Los criados instalaron las sillas y trajeron bebidas. El dictador hereditario quedó un instante sumido en sus cavilaciones, como reflexionando acerca de la promesa que había hecho a Casher O'Neill. Incluso había murmurado al joven: «¿Nuestro trato sigue en pie? No importa lo que diga mi sobrina.» Casher había asentido enfáticamente. El viejo miró a los criados de mal humor, y no se relajó hasta que un hombre-tigre entró en el cuarto, llevando una bandeja con precisión acrobática. Las sillas pronto estuvieron dispuestas.

El tío ofreció asiento a su sobrina, como ordenándole que lo aceptara. Indicó a Casher O'Neill otra silla y él se sentó entre ambos.

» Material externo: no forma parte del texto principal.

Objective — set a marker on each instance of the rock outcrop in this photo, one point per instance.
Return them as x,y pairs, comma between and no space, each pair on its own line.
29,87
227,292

—Apagad las luces —ordenó.

El cuarto quedó en penumbra.

Sin que nadie dijera nada, la gente se instaló detrás de las tres sillas principales y las subpersonas se encaramaron o sentaron en bancos y mesas detrás de las personas. Casi nadie hablaba. Casher O'Neill notó que Pontoppidan era un lugar bien organizado. Se preguntó si el dictador hereditario tendría muchas ocupaciones, ya que podía organizar tanta alharaca por un solo caballo. Quizá sus únicas tareas consistían en dar órdenes a la sobrina y supervisar a los robots que cargaban sacos de gemas en camiones, mientras las subpersonas pesaban, anotaban y extendían las facturas para los clientes.